FX market participants are concerned about how those proposals – which were finalized this month – will be applied consistently globally to enable a level playing field once the new Basel regime is fully implemented in all territories.
The BCBS proposals would require that the small amount of risk in the market for uncleared FX swaps and forwards not covered by CLS be covered instead by mandatory voluntary margining and initial margining on all trades in the products.
GFMA’s James Kemp told EuromoneyFXNews in September there is only a 6% risk that trading in uncleared FX swaps and forwards could destabilize the market.
Otherwise, settlement of trades in the products through CLS absorbs the remaining 94% of estimated maximum loss exposure in a trade for FX instruments with a maturity of six months, GFMA says.
In February, Esma chairman Steven Maijoor said in a speech in London that the “real issue” when considering EU plans to match US plans to exempt FX swaps and forwards from central clearing is how strictly the bloc will decide to comply with the BCBS proposals on margining versus how the US decides to comply with the plans.
That debate is set to continue throughout 2013, as US regulators said earlier this month they do not expect the Basel III rules to take effect as planned on January 1.
Indeed, the possibility that the size of the margins for these non-cleared swaps and forwards could have the effect of driving the products toward clearing houses, says a regulatory specialist at a large European bank.
If the FX industry finds that the level of margin needed to secure trades in those products becomes prohibitively expensive long term, then clearing houses may become the most capital efficient option, he says.
Under EMIR technical standards set for approval on January 1, clearing houses would be required to file requests to Esma for authorization to backstop trades in certain products such as credit default swaps, for example.
However in the short term, until the market has more clarification, it is unlikely that any EU-based clearing houses will ask Esma for permission to backstop trades on FX products.

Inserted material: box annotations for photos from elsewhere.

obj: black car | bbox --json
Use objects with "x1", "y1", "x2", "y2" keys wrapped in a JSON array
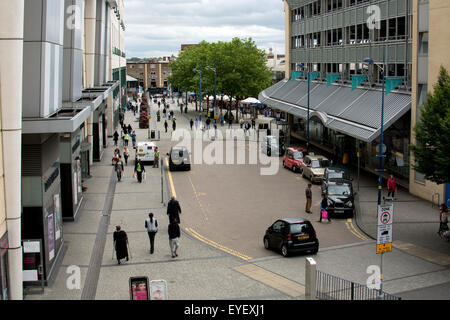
[
  {"x1": 264, "y1": 218, "x2": 319, "y2": 257},
  {"x1": 322, "y1": 180, "x2": 355, "y2": 217},
  {"x1": 322, "y1": 167, "x2": 352, "y2": 190}
]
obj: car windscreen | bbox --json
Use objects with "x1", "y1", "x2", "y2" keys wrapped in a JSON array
[
  {"x1": 294, "y1": 151, "x2": 303, "y2": 159},
  {"x1": 328, "y1": 184, "x2": 351, "y2": 196},
  {"x1": 290, "y1": 223, "x2": 311, "y2": 233}
]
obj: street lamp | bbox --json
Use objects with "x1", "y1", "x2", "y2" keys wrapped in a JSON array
[
  {"x1": 192, "y1": 66, "x2": 202, "y2": 112},
  {"x1": 206, "y1": 58, "x2": 217, "y2": 119},
  {"x1": 363, "y1": 47, "x2": 386, "y2": 298}
]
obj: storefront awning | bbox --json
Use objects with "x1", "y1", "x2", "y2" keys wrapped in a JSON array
[{"x1": 258, "y1": 79, "x2": 411, "y2": 142}]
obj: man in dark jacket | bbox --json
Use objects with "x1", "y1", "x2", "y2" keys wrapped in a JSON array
[
  {"x1": 168, "y1": 218, "x2": 181, "y2": 258},
  {"x1": 167, "y1": 196, "x2": 181, "y2": 223}
]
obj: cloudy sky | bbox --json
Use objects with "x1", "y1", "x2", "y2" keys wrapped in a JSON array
[{"x1": 125, "y1": 0, "x2": 285, "y2": 58}]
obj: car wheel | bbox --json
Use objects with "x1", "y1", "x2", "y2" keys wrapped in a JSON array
[
  {"x1": 281, "y1": 244, "x2": 289, "y2": 257},
  {"x1": 264, "y1": 238, "x2": 270, "y2": 250}
]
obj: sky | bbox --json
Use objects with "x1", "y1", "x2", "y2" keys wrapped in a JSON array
[{"x1": 124, "y1": 0, "x2": 285, "y2": 58}]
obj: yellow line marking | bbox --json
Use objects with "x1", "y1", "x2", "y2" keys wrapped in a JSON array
[
  {"x1": 392, "y1": 240, "x2": 450, "y2": 266},
  {"x1": 234, "y1": 264, "x2": 305, "y2": 297},
  {"x1": 185, "y1": 228, "x2": 252, "y2": 261},
  {"x1": 164, "y1": 157, "x2": 177, "y2": 198},
  {"x1": 345, "y1": 218, "x2": 369, "y2": 241}
]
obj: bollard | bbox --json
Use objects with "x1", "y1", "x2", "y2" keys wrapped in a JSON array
[{"x1": 305, "y1": 258, "x2": 317, "y2": 300}]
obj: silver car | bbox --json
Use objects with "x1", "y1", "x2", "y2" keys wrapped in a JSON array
[{"x1": 302, "y1": 155, "x2": 330, "y2": 183}]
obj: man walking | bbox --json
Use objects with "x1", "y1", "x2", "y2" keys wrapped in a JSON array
[
  {"x1": 168, "y1": 218, "x2": 181, "y2": 258},
  {"x1": 114, "y1": 156, "x2": 124, "y2": 182},
  {"x1": 145, "y1": 213, "x2": 158, "y2": 254},
  {"x1": 305, "y1": 183, "x2": 312, "y2": 213},
  {"x1": 167, "y1": 196, "x2": 181, "y2": 223}
]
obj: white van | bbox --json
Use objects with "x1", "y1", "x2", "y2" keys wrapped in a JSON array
[{"x1": 136, "y1": 141, "x2": 156, "y2": 162}]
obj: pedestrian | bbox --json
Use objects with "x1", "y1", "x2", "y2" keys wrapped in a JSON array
[
  {"x1": 305, "y1": 183, "x2": 312, "y2": 213},
  {"x1": 167, "y1": 196, "x2": 181, "y2": 223},
  {"x1": 153, "y1": 147, "x2": 159, "y2": 168},
  {"x1": 387, "y1": 174, "x2": 397, "y2": 199},
  {"x1": 130, "y1": 130, "x2": 136, "y2": 148},
  {"x1": 114, "y1": 156, "x2": 124, "y2": 182},
  {"x1": 123, "y1": 132, "x2": 130, "y2": 146},
  {"x1": 113, "y1": 226, "x2": 129, "y2": 264},
  {"x1": 168, "y1": 218, "x2": 181, "y2": 258},
  {"x1": 134, "y1": 159, "x2": 145, "y2": 183},
  {"x1": 318, "y1": 193, "x2": 331, "y2": 222},
  {"x1": 145, "y1": 212, "x2": 158, "y2": 254},
  {"x1": 123, "y1": 146, "x2": 130, "y2": 166},
  {"x1": 113, "y1": 130, "x2": 119, "y2": 146}
]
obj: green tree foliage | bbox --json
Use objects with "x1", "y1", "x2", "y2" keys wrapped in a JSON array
[
  {"x1": 411, "y1": 66, "x2": 450, "y2": 184},
  {"x1": 169, "y1": 38, "x2": 271, "y2": 112}
]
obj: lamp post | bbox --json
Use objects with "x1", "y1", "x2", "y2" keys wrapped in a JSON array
[
  {"x1": 364, "y1": 47, "x2": 386, "y2": 299},
  {"x1": 192, "y1": 66, "x2": 202, "y2": 112},
  {"x1": 206, "y1": 58, "x2": 217, "y2": 119}
]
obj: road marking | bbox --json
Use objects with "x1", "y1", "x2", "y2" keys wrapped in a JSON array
[
  {"x1": 233, "y1": 264, "x2": 305, "y2": 297},
  {"x1": 185, "y1": 228, "x2": 253, "y2": 261},
  {"x1": 392, "y1": 240, "x2": 450, "y2": 266},
  {"x1": 164, "y1": 157, "x2": 177, "y2": 198},
  {"x1": 345, "y1": 218, "x2": 370, "y2": 241}
]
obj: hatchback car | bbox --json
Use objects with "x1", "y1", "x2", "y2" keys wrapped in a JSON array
[
  {"x1": 167, "y1": 146, "x2": 191, "y2": 171},
  {"x1": 322, "y1": 180, "x2": 355, "y2": 217},
  {"x1": 283, "y1": 147, "x2": 306, "y2": 172},
  {"x1": 263, "y1": 218, "x2": 319, "y2": 257},
  {"x1": 302, "y1": 155, "x2": 330, "y2": 182},
  {"x1": 322, "y1": 167, "x2": 352, "y2": 189}
]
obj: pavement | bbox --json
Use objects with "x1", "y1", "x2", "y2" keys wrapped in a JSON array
[{"x1": 25, "y1": 94, "x2": 450, "y2": 300}]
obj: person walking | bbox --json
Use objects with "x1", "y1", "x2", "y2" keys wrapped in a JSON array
[
  {"x1": 318, "y1": 193, "x2": 331, "y2": 222},
  {"x1": 123, "y1": 146, "x2": 130, "y2": 166},
  {"x1": 113, "y1": 226, "x2": 129, "y2": 264},
  {"x1": 167, "y1": 196, "x2": 181, "y2": 223},
  {"x1": 114, "y1": 156, "x2": 124, "y2": 182},
  {"x1": 153, "y1": 147, "x2": 159, "y2": 168},
  {"x1": 145, "y1": 212, "x2": 158, "y2": 254},
  {"x1": 134, "y1": 159, "x2": 145, "y2": 183},
  {"x1": 387, "y1": 174, "x2": 397, "y2": 199},
  {"x1": 305, "y1": 183, "x2": 312, "y2": 213},
  {"x1": 113, "y1": 130, "x2": 119, "y2": 146},
  {"x1": 168, "y1": 218, "x2": 181, "y2": 258}
]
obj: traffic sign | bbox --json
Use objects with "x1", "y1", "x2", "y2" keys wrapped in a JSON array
[{"x1": 377, "y1": 203, "x2": 394, "y2": 254}]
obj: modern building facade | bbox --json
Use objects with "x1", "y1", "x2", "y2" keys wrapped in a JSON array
[
  {"x1": 0, "y1": 0, "x2": 126, "y2": 299},
  {"x1": 409, "y1": 0, "x2": 450, "y2": 203},
  {"x1": 259, "y1": 0, "x2": 412, "y2": 187}
]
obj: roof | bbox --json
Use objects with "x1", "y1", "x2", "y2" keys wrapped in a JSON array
[{"x1": 258, "y1": 79, "x2": 411, "y2": 142}]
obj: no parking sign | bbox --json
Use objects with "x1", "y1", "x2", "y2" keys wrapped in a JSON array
[{"x1": 377, "y1": 203, "x2": 394, "y2": 253}]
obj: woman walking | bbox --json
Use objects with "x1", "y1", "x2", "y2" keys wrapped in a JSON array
[
  {"x1": 113, "y1": 226, "x2": 128, "y2": 264},
  {"x1": 145, "y1": 213, "x2": 158, "y2": 254}
]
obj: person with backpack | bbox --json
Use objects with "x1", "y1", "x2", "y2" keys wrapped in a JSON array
[
  {"x1": 134, "y1": 159, "x2": 145, "y2": 183},
  {"x1": 145, "y1": 213, "x2": 158, "y2": 254}
]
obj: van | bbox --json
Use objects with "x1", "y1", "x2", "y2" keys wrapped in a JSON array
[{"x1": 136, "y1": 141, "x2": 156, "y2": 162}]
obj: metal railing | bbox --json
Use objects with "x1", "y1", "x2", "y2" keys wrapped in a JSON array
[{"x1": 316, "y1": 271, "x2": 401, "y2": 300}]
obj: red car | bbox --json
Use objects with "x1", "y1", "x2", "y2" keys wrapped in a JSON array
[{"x1": 283, "y1": 147, "x2": 306, "y2": 172}]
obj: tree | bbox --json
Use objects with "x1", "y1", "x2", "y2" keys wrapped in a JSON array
[{"x1": 410, "y1": 66, "x2": 450, "y2": 184}]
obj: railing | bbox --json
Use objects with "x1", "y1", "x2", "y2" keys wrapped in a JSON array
[{"x1": 316, "y1": 271, "x2": 401, "y2": 300}]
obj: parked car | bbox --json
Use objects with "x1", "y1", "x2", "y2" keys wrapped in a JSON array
[
  {"x1": 136, "y1": 141, "x2": 155, "y2": 162},
  {"x1": 263, "y1": 218, "x2": 319, "y2": 257},
  {"x1": 302, "y1": 154, "x2": 330, "y2": 182},
  {"x1": 167, "y1": 146, "x2": 191, "y2": 171},
  {"x1": 283, "y1": 147, "x2": 306, "y2": 172},
  {"x1": 322, "y1": 179, "x2": 355, "y2": 217},
  {"x1": 322, "y1": 167, "x2": 352, "y2": 189},
  {"x1": 261, "y1": 136, "x2": 285, "y2": 157}
]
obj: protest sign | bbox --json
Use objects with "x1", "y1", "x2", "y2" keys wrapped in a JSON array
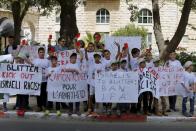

And even if an EU-based clearing house did ask Esma for permission to backstop FX swaps and forwards trades, the agency has the authority to deny the request on a number of grounds, says Kay Swinburne, MEP for Wales and a member of the EU Parliament’s Committee on Economic and Monetary Affairs, which has oversight over the European Central Bank.
“While Esma does not have the same powers as the US Treasury to explicitly exempt FX, they will focus more on other products where central clearing will genuinely mitigate counterparty credit risk and more generally systemic risk,” says Swinburne.
The industry may see this differently when it comes to doing the sums on its margin requirements.